The Chinese Communist Party (CCP) has taken a sledgehammer to the principles of the UDHR. The regime has systematically eroded basic freedoms, intensified its system of surveillance, and silenced voices of dissent with precision and an increasingly cold brutality.
In 2024, the CCP’s human rights abuses reached chilling new extremes. Middle-class citizens are detained for private discussions of economic issues; casually discussing Xi Jinping can lead to arrest. Zhu Hengpeng, a deputy director at the Chinese Academy of Social Sciences, was dismissed and detained for discussing the Chinese economy in a private WeChat group. Real estate tycoon Ren Zhiqiang, imprisoned for 18 years after indirectly criticizing Xi in 2020, is now critically ill, and his family suffer further. This year, we learned that his son has also been sentenced to 9 years in prison—a grotesque act of collective punishment designed to terrorize.

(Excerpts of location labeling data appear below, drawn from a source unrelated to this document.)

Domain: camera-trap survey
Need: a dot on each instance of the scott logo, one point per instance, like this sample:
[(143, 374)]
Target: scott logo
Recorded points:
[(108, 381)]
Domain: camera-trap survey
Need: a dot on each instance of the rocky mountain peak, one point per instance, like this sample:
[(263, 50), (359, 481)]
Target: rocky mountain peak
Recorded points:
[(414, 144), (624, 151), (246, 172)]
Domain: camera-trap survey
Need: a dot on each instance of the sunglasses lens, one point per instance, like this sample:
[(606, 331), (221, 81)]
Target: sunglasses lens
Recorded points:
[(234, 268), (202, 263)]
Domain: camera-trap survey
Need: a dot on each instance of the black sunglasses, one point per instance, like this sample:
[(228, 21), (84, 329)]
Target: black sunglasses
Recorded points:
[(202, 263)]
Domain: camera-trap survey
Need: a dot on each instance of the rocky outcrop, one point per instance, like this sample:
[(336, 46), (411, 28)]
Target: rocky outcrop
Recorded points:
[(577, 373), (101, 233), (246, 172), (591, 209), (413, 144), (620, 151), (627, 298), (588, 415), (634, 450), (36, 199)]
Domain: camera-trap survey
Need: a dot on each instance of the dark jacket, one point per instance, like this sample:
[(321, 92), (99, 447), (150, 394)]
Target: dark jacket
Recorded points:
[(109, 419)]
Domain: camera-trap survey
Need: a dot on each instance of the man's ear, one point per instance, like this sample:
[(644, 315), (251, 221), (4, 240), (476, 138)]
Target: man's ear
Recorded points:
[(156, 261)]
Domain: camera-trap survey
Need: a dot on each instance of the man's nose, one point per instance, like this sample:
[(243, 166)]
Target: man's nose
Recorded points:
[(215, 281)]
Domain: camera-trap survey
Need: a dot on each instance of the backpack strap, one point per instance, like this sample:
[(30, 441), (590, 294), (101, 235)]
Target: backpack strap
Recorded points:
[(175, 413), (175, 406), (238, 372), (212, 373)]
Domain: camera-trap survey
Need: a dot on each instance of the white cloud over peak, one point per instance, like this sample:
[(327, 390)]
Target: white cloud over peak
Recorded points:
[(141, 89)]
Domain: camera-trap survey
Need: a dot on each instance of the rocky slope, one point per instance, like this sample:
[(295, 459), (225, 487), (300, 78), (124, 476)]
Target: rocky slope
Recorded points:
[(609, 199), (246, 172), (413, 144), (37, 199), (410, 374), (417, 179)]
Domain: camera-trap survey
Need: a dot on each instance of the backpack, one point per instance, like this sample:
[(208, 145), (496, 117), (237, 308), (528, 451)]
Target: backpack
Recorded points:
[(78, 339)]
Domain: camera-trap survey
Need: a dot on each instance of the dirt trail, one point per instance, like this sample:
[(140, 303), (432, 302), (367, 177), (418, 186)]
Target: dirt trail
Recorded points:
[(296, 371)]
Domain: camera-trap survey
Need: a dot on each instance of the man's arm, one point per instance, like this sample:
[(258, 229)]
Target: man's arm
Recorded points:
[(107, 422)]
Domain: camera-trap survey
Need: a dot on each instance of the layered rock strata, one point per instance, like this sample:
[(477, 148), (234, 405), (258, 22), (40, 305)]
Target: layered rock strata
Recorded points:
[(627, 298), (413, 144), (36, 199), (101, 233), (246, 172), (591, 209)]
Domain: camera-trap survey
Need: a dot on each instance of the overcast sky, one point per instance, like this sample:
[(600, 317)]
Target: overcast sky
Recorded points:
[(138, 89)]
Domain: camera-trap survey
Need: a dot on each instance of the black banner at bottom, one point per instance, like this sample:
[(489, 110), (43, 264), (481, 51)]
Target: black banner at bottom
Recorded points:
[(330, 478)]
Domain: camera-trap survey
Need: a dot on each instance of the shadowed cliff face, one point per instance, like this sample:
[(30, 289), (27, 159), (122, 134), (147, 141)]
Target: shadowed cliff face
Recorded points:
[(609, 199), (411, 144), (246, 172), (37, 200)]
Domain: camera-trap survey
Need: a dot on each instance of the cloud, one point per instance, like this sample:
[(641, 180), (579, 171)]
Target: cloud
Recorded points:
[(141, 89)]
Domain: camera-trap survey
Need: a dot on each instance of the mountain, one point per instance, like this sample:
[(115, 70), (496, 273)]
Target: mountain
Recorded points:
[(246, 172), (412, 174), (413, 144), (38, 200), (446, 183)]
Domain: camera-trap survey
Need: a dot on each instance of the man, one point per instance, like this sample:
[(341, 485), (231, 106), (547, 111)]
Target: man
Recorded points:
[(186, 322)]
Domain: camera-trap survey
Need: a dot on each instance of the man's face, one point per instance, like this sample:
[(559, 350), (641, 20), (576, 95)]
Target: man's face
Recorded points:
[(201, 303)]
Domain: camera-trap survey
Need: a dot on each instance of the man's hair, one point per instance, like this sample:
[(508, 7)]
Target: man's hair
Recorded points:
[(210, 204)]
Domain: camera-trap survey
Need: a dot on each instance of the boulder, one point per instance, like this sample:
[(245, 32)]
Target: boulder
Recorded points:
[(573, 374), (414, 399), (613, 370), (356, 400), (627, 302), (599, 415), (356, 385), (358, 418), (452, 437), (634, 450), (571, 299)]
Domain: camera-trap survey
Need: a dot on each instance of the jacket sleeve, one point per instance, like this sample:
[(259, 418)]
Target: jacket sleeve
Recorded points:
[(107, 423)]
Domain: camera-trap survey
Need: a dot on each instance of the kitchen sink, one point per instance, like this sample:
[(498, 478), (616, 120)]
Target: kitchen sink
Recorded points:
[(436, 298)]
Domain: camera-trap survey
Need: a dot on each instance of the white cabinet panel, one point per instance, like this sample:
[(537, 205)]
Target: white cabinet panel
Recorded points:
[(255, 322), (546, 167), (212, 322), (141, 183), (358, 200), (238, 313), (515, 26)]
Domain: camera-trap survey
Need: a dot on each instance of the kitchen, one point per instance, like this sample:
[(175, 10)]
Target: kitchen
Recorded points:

The CCP’s strategy of repression is generational assault. Children of activists have faced relentless surveillance, harassment, and, as with the tragic case of Yu Wensheng’s son, have been driven to suicide. Lawyers’ families, such as those of Li Heping and Wang Quanzhang, have been forcibly evicted and left destitute, while their children are deprived of their right to education.
Prisoners of conscience bear the full brunt of the CCP’s venom. Activists Xu Zhiyong and Ding Jiaxi were condemned to staggering sentences of 14 and 12 years for dreaming of a freer and fairer China, and fighting for the rights of migrant workers’ children. The Hong Kong 47 faced devastating convictions in a mockery of justice. For many, imprisonment is not the end—recently released individuals, such as citizen journalist Zhang Zhan, are often re-arrested. The CCP severs the livelihoods of dissidents, stripping them of financial stability and access to social welfare. It rips them away from society.
The plight of those suffering under the CCP’s oppressive regime is not a distant issue—it is a direct affront to the principles of dignity, freedom, and justice that underpin the UDHR. A government which systematically and brazenly tramples on the UDHR also undermines the global order built on those values, and sends a message to the world that tyranny can prevail unchecked. This is a battle for humanity’s shared values, and it demands our collective attention and action.
To those suffering under the CCP’s brutality: we see you, we hear you, and we stand with you.